Other families attempt to cope with an illness through cognitive mastery. Such attempts at mastery are associated with both factual and distorted information regarding treatment and prognosis. Sometimes providers misinterpret attempts at mastery on the part of the parents as second-guessing or challenging the clinician.
• Clinical Pearl
Providers might misinterpret a parent’s practice of writing down everything said, including blood count results, as overcontrolling and evidence of mistrust. Only when providers understand the importance of a parent’s need for intellectual mastery over the illness will they be able to address adequately the family’s inquiries and emotional needs.

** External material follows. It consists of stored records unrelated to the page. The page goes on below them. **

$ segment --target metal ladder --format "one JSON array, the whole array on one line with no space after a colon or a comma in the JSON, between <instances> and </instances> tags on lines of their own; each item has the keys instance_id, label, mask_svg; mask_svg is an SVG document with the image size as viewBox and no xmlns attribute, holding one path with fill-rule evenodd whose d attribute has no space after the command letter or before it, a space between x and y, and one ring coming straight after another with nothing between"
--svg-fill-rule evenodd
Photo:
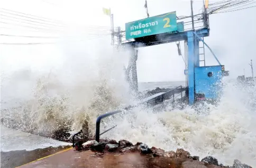
<instances>
[{"instance_id":1,"label":"metal ladder","mask_svg":"<svg viewBox=\"0 0 256 168\"><path fill-rule=\"evenodd\" d=\"M204 38L203 38L203 40L204 40ZM199 61L202 62L204 61L204 66L205 67L205 44L202 42L202 41L199 41ZM203 46L200 46L200 42L203 43ZM203 49L203 50L200 50L200 49ZM201 50L201 51L200 51ZM202 51L203 50L203 51ZM202 52L203 51L203 53ZM203 57L202 56L203 55ZM199 64L200 66L200 64Z\"/></svg>"}]
</instances>

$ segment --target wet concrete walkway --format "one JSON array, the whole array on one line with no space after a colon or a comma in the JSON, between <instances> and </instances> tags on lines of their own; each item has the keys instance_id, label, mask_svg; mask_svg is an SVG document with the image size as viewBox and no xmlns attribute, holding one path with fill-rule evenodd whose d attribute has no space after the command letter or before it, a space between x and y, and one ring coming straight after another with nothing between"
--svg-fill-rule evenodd
<instances>
[{"instance_id":1,"label":"wet concrete walkway","mask_svg":"<svg viewBox=\"0 0 256 168\"><path fill-rule=\"evenodd\" d=\"M73 149L21 166L32 167L148 167L147 156L139 153L125 154L100 153L90 151L77 152Z\"/></svg>"}]
</instances>

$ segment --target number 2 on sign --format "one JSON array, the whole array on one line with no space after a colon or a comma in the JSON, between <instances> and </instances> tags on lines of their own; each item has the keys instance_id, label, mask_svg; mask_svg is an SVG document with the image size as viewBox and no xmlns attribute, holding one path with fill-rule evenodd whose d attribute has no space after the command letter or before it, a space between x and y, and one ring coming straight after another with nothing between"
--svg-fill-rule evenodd
<instances>
[{"instance_id":1,"label":"number 2 on sign","mask_svg":"<svg viewBox=\"0 0 256 168\"><path fill-rule=\"evenodd\" d=\"M170 23L170 18L166 17L163 19L163 21L166 21L166 24L163 26L163 28L170 27L171 25L169 24Z\"/></svg>"}]
</instances>

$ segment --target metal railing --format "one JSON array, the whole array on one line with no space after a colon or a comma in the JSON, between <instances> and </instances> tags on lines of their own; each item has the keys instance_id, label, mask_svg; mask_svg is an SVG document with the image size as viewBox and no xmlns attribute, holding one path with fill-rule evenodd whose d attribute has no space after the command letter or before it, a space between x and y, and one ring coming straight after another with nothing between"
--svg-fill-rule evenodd
<instances>
[{"instance_id":1,"label":"metal railing","mask_svg":"<svg viewBox=\"0 0 256 168\"><path fill-rule=\"evenodd\" d=\"M179 88L180 88L180 91L178 91ZM99 133L100 131L100 121L102 119L106 118L107 117L113 115L114 114L117 114L121 113L124 110L127 110L129 109L131 109L133 108L134 108L135 107L138 106L139 105L141 105L142 104L147 104L148 105L151 104L153 106L156 105L157 104L160 104L162 102L163 102L164 100L167 100L167 99L170 99L172 97L173 98L173 100L175 99L175 94L177 93L177 91L178 91L178 93L180 93L181 95L181 97L182 98L182 92L184 91L184 90L182 90L182 86L179 86L175 88L173 88L172 89L171 89L169 91L168 91L167 92L163 92L162 94L156 94L158 95L154 97L154 95L152 96L151 97L153 97L152 98L149 98L149 99L147 100L142 100L142 101L139 102L135 105L132 105L132 106L129 106L123 108L122 109L118 109L112 111L109 111L107 113L104 114L103 115L102 115L97 118L96 119L96 135L95 135L95 140L97 142L99 141L99 136L106 133L107 132L112 129L114 127L115 127L117 125L114 126L114 127L112 127L107 130L103 132L102 133Z\"/></svg>"}]
</instances>

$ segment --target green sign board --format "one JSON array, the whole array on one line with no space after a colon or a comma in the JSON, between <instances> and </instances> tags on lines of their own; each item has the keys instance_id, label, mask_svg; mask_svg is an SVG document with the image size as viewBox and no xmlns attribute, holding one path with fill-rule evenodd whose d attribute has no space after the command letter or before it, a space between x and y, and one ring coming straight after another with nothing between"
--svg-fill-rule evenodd
<instances>
[{"instance_id":1,"label":"green sign board","mask_svg":"<svg viewBox=\"0 0 256 168\"><path fill-rule=\"evenodd\" d=\"M177 30L175 11L125 23L125 38L129 40Z\"/></svg>"}]
</instances>

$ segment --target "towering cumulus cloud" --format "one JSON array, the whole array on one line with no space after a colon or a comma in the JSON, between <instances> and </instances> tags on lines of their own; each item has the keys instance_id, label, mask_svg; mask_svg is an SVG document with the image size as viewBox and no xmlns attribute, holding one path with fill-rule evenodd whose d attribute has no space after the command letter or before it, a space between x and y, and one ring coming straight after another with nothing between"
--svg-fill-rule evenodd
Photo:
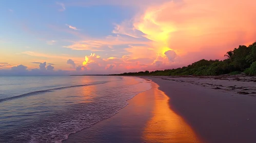
<instances>
[{"instance_id":1,"label":"towering cumulus cloud","mask_svg":"<svg viewBox=\"0 0 256 143\"><path fill-rule=\"evenodd\" d=\"M29 47L23 45L29 51L23 51L15 56L19 59L27 56L29 61L35 58L42 60L33 62L39 64L36 68L29 62L30 65L26 65L27 67L23 70L24 72L46 74L62 69L62 72L68 70L65 73L72 74L105 74L170 69L202 59L223 60L227 51L239 45L248 45L256 40L256 1L73 0L56 2L52 2L55 10L55 10L56 12L66 16L66 21L42 21L56 23L46 25L47 26L42 29L44 31L41 31L41 29L32 29L33 27L31 26L24 26L23 29L27 34L44 39L47 48L58 49L60 52L54 53L56 51L51 50L45 51L49 53L38 53L32 43ZM78 7L77 13L71 13L67 10ZM93 16L83 15L83 13L88 13L88 9L102 10L100 7L112 10L104 11L104 15L94 13ZM125 8L120 15L117 13L121 7ZM73 14L77 16L69 17ZM86 18L80 18L84 16ZM94 17L99 17L97 20ZM51 18L42 19L56 19ZM1 44L7 41L0 39ZM40 46L38 45L34 47ZM0 53L0 57L5 57L0 60L10 63L11 61L6 59L12 58L6 58L6 55ZM46 60L56 64L53 68L53 65L44 62ZM28 61L22 61L25 63ZM19 70L22 66L16 65L21 63L2 63L0 68L5 71L14 71L15 68ZM12 67L13 65L16 67Z\"/></svg>"}]
</instances>

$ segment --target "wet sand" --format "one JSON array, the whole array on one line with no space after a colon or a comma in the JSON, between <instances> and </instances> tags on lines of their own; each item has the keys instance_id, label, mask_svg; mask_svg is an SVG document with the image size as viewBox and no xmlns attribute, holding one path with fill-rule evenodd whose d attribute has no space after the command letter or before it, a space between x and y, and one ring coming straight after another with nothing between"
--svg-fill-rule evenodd
<instances>
[{"instance_id":1,"label":"wet sand","mask_svg":"<svg viewBox=\"0 0 256 143\"><path fill-rule=\"evenodd\" d=\"M170 97L171 108L183 117L203 142L256 142L255 79L143 78L160 86L159 89Z\"/></svg>"},{"instance_id":2,"label":"wet sand","mask_svg":"<svg viewBox=\"0 0 256 143\"><path fill-rule=\"evenodd\" d=\"M63 142L203 142L151 83L112 117L70 135Z\"/></svg>"}]
</instances>

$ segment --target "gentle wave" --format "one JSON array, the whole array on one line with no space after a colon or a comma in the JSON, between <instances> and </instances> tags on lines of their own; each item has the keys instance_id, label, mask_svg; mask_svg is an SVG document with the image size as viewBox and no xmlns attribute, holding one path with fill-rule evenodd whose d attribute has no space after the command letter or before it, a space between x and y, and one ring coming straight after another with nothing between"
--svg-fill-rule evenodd
<instances>
[{"instance_id":1,"label":"gentle wave","mask_svg":"<svg viewBox=\"0 0 256 143\"><path fill-rule=\"evenodd\" d=\"M51 92L51 91L54 91L54 90L61 90L61 89L63 89L72 88L72 87L81 87L81 86L90 86L90 85L97 85L97 84L104 84L104 83L106 83L107 82L108 82L106 81L106 82L102 82L95 83L92 83L92 84L86 84L71 85L71 86L64 86L64 87L57 87L57 88L51 88L51 89L48 89L32 91L32 92L20 94L20 95L14 96L14 97L11 97L4 98L4 99L0 99L0 103L4 102L4 101L7 101L7 100L13 100L13 99L17 99L17 98L23 98L24 97L30 96L34 95L34 94L38 94L40 93Z\"/></svg>"}]
</instances>

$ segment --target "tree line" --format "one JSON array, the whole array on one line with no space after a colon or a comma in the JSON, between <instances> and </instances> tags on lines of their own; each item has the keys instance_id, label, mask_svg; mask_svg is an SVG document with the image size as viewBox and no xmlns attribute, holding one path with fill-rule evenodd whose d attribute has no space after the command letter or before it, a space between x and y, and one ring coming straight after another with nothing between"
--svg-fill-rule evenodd
<instances>
[{"instance_id":1,"label":"tree line","mask_svg":"<svg viewBox=\"0 0 256 143\"><path fill-rule=\"evenodd\" d=\"M125 73L119 76L217 76L237 75L244 72L248 76L256 76L256 42L246 46L240 45L224 55L227 59L207 60L202 59L187 66L176 69L149 72Z\"/></svg>"}]
</instances>

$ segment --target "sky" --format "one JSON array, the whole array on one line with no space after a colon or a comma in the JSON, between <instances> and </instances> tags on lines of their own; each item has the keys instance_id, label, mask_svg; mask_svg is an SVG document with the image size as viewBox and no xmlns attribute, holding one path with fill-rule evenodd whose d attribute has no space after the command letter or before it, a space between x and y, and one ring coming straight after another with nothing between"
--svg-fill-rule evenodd
<instances>
[{"instance_id":1,"label":"sky","mask_svg":"<svg viewBox=\"0 0 256 143\"><path fill-rule=\"evenodd\" d=\"M0 75L172 69L256 41L254 0L0 1Z\"/></svg>"}]
</instances>

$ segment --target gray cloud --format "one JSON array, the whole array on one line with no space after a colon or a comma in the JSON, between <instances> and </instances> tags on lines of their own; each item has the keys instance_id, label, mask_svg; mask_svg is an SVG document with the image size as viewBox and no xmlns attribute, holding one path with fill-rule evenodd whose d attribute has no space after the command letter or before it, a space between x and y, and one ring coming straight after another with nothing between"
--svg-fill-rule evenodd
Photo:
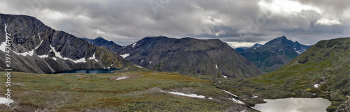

It is not unusual during this phase to find that children, and occasionally parents, view the illness as punishment for previous bad acts. Children, who use concrete, cause-and-effect systems of thought, may conceptualize their illness as punishment in an attempt to make sense of it. Such a conceptualization can sometimes lead to the development of overcompliance or oppositionality (Sourkes, 1995). Work with these children involves challenging their misconceptions and facilitating an understanding of illness as “nobody’s fault.” During this phase, chronically ill children and their families most often long for a return to the time before diagnosis. Sourkes writes: “For the child, facets of ‘normal’ include being regular (not special), ordinary (not exceptional), and fitting in (not being different). From looking to feeling to being normal, the concept has implications for the child’s sense of competence and self esteem” (1995, p. 82).
• Clinical Pearl
Continuing to treat their child as normal is a formidable task for parents, especially regarding discipline. However, their ability to do so sends a critical message to their child that the illness may be abnormal, but the child—as a person—is normal (Sourkes, 1995).